The best mainframe security plan is routine and cyclical. You start by developing your security strategy. You might even bring on a consultant or outside vendor to advise you on the best tools to help safeguard your Big Iron. Then you monitor your mainframe. You stay alert for any red flags and when you see one, you mark it as an action item to immediately address. You make a tweak to your strategy or develop a new security protocol to fill that gap. And then you go back to monitoring.
You do regular self-audits to make sure you’re remaining compliant. You keep regular tabs on who’s accessing your data—whether that data is original or replicated—and you know when they accessed the data, why, and if it was shared with anyone else (even for legitimate reasons).
One major retailer was the victim of an insider breach involving a contract employee who “stole customer credit card information from an IBM mainframe application simply by copying the data from the screen.

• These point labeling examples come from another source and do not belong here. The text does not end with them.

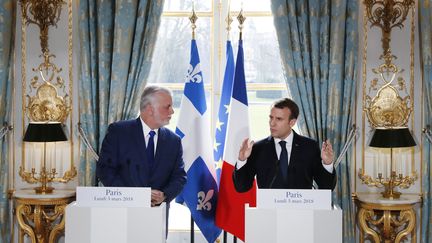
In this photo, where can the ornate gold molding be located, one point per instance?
(47, 105)
(43, 13)
(387, 14)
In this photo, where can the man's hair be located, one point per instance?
(147, 96)
(290, 104)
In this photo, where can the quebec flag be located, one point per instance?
(200, 192)
(224, 106)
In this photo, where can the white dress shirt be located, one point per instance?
(289, 141)
(146, 130)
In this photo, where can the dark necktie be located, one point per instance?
(283, 159)
(150, 149)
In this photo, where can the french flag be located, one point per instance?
(230, 213)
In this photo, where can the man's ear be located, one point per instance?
(292, 122)
(149, 109)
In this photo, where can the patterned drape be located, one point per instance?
(318, 42)
(117, 39)
(7, 24)
(425, 22)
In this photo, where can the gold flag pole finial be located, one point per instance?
(193, 18)
(228, 20)
(241, 18)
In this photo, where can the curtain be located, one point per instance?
(425, 22)
(7, 25)
(318, 44)
(117, 39)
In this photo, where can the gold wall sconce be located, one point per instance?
(47, 104)
(44, 133)
(387, 103)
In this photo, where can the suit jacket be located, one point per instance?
(123, 161)
(304, 167)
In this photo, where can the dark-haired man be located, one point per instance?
(284, 159)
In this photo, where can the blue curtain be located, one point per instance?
(318, 41)
(425, 23)
(7, 24)
(117, 39)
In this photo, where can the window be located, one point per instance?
(263, 69)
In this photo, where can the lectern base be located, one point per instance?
(293, 225)
(115, 224)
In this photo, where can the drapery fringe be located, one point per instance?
(5, 129)
(351, 137)
(428, 134)
(86, 142)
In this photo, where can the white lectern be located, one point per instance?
(286, 221)
(87, 223)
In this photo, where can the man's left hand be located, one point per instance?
(157, 197)
(327, 153)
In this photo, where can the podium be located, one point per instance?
(286, 222)
(114, 222)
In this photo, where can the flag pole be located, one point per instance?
(193, 18)
(241, 19)
(228, 21)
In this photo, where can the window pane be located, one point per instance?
(172, 52)
(186, 5)
(251, 5)
(261, 50)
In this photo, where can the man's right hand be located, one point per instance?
(245, 149)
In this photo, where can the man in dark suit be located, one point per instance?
(284, 159)
(142, 153)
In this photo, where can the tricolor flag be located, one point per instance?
(230, 214)
(222, 121)
(200, 192)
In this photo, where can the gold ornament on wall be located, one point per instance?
(47, 101)
(387, 103)
(47, 105)
(43, 13)
(387, 109)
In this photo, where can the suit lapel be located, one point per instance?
(295, 150)
(271, 148)
(139, 139)
(160, 142)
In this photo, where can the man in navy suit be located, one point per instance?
(284, 159)
(142, 153)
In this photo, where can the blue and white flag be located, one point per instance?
(224, 105)
(200, 192)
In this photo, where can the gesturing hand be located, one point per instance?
(327, 153)
(245, 149)
(157, 197)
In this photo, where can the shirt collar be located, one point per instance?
(146, 129)
(288, 139)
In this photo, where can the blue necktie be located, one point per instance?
(150, 149)
(283, 159)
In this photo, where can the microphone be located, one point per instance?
(277, 162)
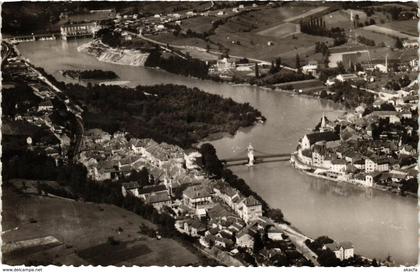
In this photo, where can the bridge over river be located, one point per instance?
(254, 156)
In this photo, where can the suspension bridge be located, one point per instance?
(250, 156)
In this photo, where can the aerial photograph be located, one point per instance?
(209, 133)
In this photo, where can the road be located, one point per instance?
(299, 240)
(74, 112)
(186, 47)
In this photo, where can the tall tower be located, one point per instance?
(251, 157)
(352, 37)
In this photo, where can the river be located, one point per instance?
(377, 223)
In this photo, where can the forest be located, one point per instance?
(166, 113)
(90, 74)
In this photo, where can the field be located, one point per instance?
(308, 13)
(408, 27)
(389, 32)
(377, 37)
(257, 47)
(280, 31)
(261, 19)
(83, 230)
(198, 24)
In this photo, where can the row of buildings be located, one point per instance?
(366, 148)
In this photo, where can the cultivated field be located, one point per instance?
(257, 47)
(198, 24)
(389, 32)
(83, 230)
(308, 13)
(280, 31)
(408, 27)
(377, 37)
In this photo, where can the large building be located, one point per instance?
(78, 30)
(348, 57)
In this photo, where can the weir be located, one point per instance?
(251, 159)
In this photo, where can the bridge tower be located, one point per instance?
(251, 157)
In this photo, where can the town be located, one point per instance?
(69, 139)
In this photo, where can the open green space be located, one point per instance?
(408, 27)
(82, 227)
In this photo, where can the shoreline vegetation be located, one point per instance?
(167, 113)
(90, 74)
(306, 170)
(105, 46)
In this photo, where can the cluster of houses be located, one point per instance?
(353, 148)
(35, 126)
(211, 211)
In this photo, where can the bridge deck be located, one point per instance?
(280, 155)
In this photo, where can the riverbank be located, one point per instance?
(105, 53)
(312, 171)
(90, 74)
(278, 183)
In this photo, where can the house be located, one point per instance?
(393, 116)
(225, 65)
(192, 160)
(342, 251)
(311, 138)
(251, 209)
(310, 68)
(150, 190)
(223, 242)
(130, 188)
(305, 156)
(244, 239)
(45, 105)
(159, 200)
(376, 164)
(407, 150)
(364, 179)
(346, 77)
(197, 196)
(338, 165)
(318, 154)
(194, 227)
(274, 233)
(410, 44)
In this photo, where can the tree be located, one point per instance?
(258, 243)
(278, 63)
(211, 162)
(257, 73)
(327, 258)
(297, 62)
(398, 43)
(276, 215)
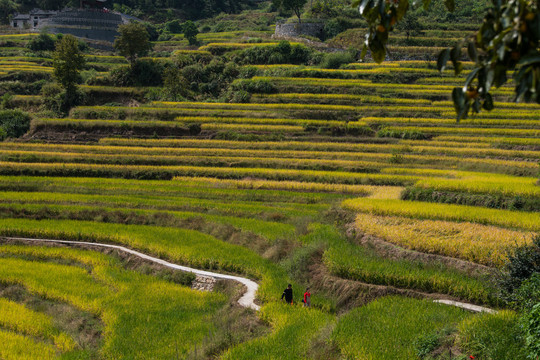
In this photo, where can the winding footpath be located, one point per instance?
(247, 300)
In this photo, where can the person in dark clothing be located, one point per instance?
(287, 294)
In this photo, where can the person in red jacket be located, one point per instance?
(307, 298)
(287, 294)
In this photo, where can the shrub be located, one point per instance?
(61, 101)
(255, 86)
(405, 134)
(142, 73)
(13, 123)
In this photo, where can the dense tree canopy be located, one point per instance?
(508, 40)
(190, 9)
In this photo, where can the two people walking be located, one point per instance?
(288, 296)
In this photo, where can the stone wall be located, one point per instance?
(296, 29)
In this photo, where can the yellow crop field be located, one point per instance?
(448, 212)
(478, 243)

That Personally Identifiable Information (PII) ended up on the black market.” Implementing masked data—where sensitive customer data is visible to approved users only—would have likely prevented this costly and embarrassing mistake.
Likewise, there are other security tools that could have protected the data from falling into an unauthorized contractor’s hands. One way to significantly improve mainframe security is to integrate mainframe event data with a company’s SIEM platform.
Getting into this mainframe security routine is what helps CIOs sleep soundly at night, knowing that they are on top of what is happening with their company’s most sensitive data.